Ведь когда Луазо чуть дальше, на странице 53 издания 1636 г., доходит до дворянства, он ясно говорит, что эта социальная группа неоднородна, что в ней различные слои, ступени выстраиваются друг над другом, что все здесь зависит от ранга, от старшинства, что люди здесь порой сражаются между собой, чтобы определить, кто первым переступит порог, сядет, покроет голову. Луазо хотел бы внести порядок и в такую запутанную вещь. Он решает разделить это множество степеней на три разряда. Почему на три? Никакая традиция, никакой обычай, никакой авторитет не требуют трехчастного деления в этом случае. «Ибо, — говорит Луазо, — совершеннейшее деление есть деление на три вида». Совершеннейшее: вот в чем дело. В совершенстве. В хитросплетениях и беспорядке подлунного мира важно выделить оси гармоничной и разумной конструкции, которая как будто соответствует замыслам творца.

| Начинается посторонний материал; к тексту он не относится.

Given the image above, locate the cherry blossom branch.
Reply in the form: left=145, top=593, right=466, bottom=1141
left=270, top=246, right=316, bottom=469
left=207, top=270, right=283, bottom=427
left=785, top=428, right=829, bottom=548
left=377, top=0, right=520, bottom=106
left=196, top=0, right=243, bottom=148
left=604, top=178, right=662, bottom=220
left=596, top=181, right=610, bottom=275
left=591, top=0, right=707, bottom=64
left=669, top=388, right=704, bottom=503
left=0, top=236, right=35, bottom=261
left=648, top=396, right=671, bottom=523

В самом деле, если тройственность главных сословий, или порядков, составляет ту неколебимую основу, на которую намерена опираться монархия Старого Режима, то это потому, что соединение троичных структур, в которое помещены социальные отношения, само включено в глобальные структуры, в структуры всей вселенной, видимой и невидимой. Луазо это утверждает в длинном предварительном рассуждении. Пролог этот не следует читать как формальное украшение. Это разговор по существу. Это обоснование.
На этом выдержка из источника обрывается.